Prop 38 makes sense. While politicians form coalitions and work at building their own campaign funds to get re-elected, California has become a state with one of the lowest funding ratios per student in the nation. At best, we get what we pay for. Prop 38 has common-sense safeguards to reduce waste and pay off debts. Only Prop 38 gives its funds directly to the school by sidestepping the political quagmire in the state capital. Let's set aside our blanket negativity and pass Prop 38 as an investment in the next generation. Let's do what's best for our kids.
Wayne Dequer, Monrovia
"Funding the Future," Election 2012, 10/3
On November 5, Alameda County's voters will be asked to approve Measure B1. If Measure B1 passes, the current transportation sales tax in Alameda County would go from .5 percent to 1 percent, thereby bringing the total sales tax in most towns and cities in Alameda County to 9.25 percent. Once in place, the new transportation tax would remain in place in perpetuity. Once every twenty years, people would be permitted to comment on the way the money was being spent. Once every thirty years they would be permitted to vote on a new capital program. What they could not do is reduce or rescind the tax. If Measure B1 passes, the agencies administering the $7.7 billion projected to be raised by the Measure over the next thirty years would be pretty much free to proceed as they pleased without public oversight. Here are three of Measure B1's weaknesses:
As anyone who has driven in Oakland during the past decade knows, many of its streets have historically looked and felt like the streets of a war zone. The deplorable condition of Oakland's streets has resulted in large part because of the way street maintenance funds were allocated under the old Measure B, approved by the voters in 2000. Yet the new Measure B1 would incorporate the same deficient and unfair funding allocation formula that applied under the old Measure B.
According to the Metropolitan Transportation Commission (MTC), Measure B1 would raise only 10 percent of the funds needed to bring Oakland's streets up to standard.
$1.8 billion would be allocated to AC Transit.

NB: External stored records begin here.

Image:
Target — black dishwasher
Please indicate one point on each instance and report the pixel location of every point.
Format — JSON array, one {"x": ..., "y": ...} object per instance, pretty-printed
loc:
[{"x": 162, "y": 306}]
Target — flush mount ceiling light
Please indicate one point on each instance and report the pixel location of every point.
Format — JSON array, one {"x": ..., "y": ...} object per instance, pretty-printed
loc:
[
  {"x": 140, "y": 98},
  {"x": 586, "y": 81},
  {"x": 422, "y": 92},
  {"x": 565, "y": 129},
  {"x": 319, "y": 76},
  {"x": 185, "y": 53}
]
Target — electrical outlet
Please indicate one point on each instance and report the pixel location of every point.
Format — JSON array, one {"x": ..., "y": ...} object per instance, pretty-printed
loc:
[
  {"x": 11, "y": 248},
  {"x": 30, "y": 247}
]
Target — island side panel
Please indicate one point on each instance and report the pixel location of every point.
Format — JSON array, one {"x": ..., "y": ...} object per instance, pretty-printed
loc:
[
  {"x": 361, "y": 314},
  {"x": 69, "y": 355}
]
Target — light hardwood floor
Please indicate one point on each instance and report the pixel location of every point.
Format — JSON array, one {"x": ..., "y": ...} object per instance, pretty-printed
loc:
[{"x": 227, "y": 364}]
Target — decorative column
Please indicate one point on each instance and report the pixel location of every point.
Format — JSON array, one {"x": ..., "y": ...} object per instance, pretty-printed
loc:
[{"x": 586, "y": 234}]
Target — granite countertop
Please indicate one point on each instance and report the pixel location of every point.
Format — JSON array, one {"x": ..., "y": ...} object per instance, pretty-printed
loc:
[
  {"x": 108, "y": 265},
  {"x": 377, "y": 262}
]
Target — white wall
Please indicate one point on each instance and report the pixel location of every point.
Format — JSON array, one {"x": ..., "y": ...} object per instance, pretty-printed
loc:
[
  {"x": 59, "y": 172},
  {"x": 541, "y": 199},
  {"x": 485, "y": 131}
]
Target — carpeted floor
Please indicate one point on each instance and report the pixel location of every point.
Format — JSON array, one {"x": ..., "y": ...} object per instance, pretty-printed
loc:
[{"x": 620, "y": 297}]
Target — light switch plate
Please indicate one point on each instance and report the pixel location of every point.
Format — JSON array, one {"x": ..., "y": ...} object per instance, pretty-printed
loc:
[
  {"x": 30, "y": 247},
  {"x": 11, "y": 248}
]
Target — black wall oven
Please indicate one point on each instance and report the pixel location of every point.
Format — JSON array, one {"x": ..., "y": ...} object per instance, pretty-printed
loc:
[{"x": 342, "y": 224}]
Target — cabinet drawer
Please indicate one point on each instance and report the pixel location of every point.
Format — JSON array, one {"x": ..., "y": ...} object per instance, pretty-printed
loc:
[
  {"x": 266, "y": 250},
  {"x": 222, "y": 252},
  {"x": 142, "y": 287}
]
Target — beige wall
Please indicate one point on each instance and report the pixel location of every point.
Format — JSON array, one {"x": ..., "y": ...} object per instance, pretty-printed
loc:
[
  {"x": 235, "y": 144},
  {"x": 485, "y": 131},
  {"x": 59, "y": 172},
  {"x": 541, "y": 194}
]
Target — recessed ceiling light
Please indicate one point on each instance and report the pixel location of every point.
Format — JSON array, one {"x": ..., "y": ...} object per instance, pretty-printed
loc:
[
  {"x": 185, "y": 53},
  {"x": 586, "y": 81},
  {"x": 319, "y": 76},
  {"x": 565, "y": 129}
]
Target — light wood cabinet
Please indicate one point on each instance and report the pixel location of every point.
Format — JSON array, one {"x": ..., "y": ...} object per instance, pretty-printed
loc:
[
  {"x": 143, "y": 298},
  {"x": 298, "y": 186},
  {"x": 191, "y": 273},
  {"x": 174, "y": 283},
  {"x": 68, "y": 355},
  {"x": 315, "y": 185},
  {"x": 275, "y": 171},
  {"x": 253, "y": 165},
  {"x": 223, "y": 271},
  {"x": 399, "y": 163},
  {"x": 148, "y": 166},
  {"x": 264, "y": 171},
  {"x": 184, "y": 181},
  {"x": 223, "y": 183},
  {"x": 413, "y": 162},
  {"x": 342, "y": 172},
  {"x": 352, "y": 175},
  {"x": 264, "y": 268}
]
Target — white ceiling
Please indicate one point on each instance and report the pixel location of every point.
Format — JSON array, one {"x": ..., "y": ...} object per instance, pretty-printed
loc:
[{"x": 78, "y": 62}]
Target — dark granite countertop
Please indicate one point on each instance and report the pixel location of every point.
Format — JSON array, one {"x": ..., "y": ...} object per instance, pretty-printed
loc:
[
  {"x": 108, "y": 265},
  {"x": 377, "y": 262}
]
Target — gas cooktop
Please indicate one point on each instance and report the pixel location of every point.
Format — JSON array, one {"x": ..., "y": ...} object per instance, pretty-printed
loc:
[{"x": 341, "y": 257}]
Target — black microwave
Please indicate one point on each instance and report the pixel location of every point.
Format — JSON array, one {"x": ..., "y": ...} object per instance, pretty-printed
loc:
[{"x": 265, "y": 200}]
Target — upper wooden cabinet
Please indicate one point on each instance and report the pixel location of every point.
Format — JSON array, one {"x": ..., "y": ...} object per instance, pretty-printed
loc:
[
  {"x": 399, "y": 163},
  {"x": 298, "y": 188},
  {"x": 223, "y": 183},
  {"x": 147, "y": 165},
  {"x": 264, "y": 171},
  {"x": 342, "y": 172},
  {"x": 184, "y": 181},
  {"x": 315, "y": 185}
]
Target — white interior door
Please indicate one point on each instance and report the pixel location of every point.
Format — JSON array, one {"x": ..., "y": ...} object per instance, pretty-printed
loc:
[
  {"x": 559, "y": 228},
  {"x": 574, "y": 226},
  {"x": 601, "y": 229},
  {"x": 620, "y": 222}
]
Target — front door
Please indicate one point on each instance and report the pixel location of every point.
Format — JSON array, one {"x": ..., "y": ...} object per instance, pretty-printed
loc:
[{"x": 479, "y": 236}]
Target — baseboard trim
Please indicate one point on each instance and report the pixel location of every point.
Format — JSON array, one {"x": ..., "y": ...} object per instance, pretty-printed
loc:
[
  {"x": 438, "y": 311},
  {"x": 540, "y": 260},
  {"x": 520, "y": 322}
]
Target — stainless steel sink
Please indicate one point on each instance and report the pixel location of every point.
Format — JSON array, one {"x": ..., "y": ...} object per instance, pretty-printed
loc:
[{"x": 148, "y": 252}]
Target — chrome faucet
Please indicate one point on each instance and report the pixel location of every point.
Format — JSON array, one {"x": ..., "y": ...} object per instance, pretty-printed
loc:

Today, one constantly sees virtually empty AC buses slogging forlornly back and forth across the Bay Bridge and along East Bay streets and thoroughfares. Yet AC Transit reportedly plans to use its entire Measure B1 allocation to put still more buses on the street. More useful would be a crash program designed to attract more AC Transit riders by modernizing its antiquated bus routing system, altering its service levels to meet demand, and improving its operating efficiency. $400 million would go toward extending BART from its current terminal in Dublin to Livermore. This expenditure would represent the proverbial camel's nose under the tent. The cost of just Phase I of this ill-conceived extension is projected to be $1.2 billion, with the ultimate cost of extending BART to the east end of the county running to $3.85 billion. Yet despite its high price, the extension is expected to attract a dismally small number of daily riders by 2035, thereby saddling the Alameda County and the rest of the region with another losing BART line and another colossal waste of Bay Area transportation capital.